Lamproserica beccarii

Scientific classification
- Kingdom: Animalia
- Phylum: Arthropoda
- Class: Insecta
- Order: Coleoptera
- Suborder: Polyphaga
- Infraorder: Scarabaeiformia
- Family: Scarabaeidae
- Genus: Lamproserica
- Species: L. beccarii
- Binomial name: Lamproserica beccarii Brenske, 1902

= Lamproserica beccarii =

- Genus: Lamproserica
- Species: beccarii
- Authority: Brenske, 1902

Species of beetle

Lamproserica beccarii is a species of beetle of the family Scarabaeidae. It is found in Ethiopia.

==Description==
Adults reach a length of about 5–6 mm. They have an elongated, yellow, glossy body, without an opalescent sheen. The frons is finely and densely punctate, with the vertex smooth.
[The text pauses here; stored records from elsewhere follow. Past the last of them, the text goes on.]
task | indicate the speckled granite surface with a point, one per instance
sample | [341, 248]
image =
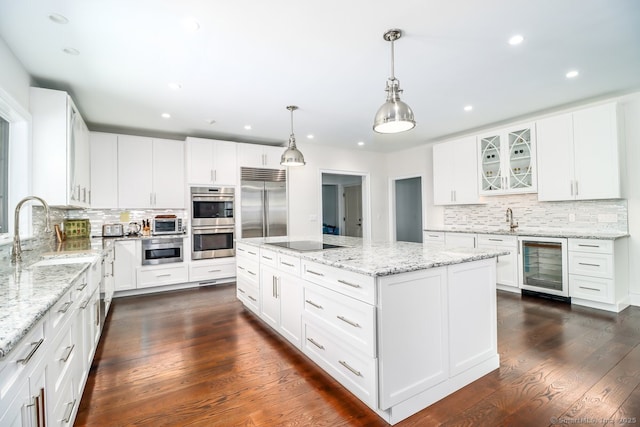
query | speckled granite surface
[572, 234]
[379, 258]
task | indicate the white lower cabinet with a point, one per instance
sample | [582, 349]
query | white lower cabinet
[597, 273]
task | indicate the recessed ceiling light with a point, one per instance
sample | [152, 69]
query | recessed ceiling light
[71, 51]
[58, 19]
[516, 40]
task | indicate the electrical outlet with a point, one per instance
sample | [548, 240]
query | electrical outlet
[607, 217]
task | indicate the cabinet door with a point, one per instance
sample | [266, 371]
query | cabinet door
[595, 140]
[104, 170]
[124, 265]
[555, 158]
[199, 161]
[168, 174]
[135, 171]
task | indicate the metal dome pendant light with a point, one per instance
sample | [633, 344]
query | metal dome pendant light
[394, 116]
[292, 156]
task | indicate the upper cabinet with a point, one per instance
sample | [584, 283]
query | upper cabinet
[260, 156]
[507, 161]
[61, 157]
[211, 162]
[455, 172]
[578, 155]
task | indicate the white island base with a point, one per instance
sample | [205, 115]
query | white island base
[398, 342]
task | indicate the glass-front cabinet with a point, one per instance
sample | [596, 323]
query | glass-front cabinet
[507, 161]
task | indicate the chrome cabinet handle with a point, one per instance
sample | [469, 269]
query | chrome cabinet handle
[350, 322]
[353, 285]
[35, 346]
[346, 365]
[312, 341]
[318, 306]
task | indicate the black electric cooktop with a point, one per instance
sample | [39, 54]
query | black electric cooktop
[304, 245]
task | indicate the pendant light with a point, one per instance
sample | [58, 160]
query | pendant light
[292, 156]
[394, 116]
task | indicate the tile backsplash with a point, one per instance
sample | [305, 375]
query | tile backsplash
[528, 212]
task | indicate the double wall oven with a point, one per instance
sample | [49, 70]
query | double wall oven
[212, 222]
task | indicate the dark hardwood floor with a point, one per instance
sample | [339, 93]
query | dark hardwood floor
[197, 358]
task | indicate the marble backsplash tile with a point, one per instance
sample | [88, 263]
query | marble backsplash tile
[528, 212]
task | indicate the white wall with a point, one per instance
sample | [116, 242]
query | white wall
[305, 187]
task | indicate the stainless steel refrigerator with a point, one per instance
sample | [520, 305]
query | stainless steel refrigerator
[263, 202]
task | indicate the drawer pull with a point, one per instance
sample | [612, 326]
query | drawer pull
[65, 307]
[68, 351]
[312, 341]
[315, 272]
[350, 322]
[67, 413]
[36, 345]
[353, 285]
[346, 365]
[318, 306]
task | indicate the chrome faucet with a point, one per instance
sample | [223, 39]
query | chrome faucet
[16, 254]
[512, 226]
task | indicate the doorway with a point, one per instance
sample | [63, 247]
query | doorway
[343, 199]
[408, 209]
The short pronotum is distinctly projecting forward in the middle at the front, the sides almost straight, very slightly margined in the anterior half. The marginal setae are weak, the posterior angles are sharply angular, very finely punctate with a smooth center. On the elytra, the striae consist of a row of punctures. The intervals are slightly raised and uniformly very finely punctate with scattered, very short setae.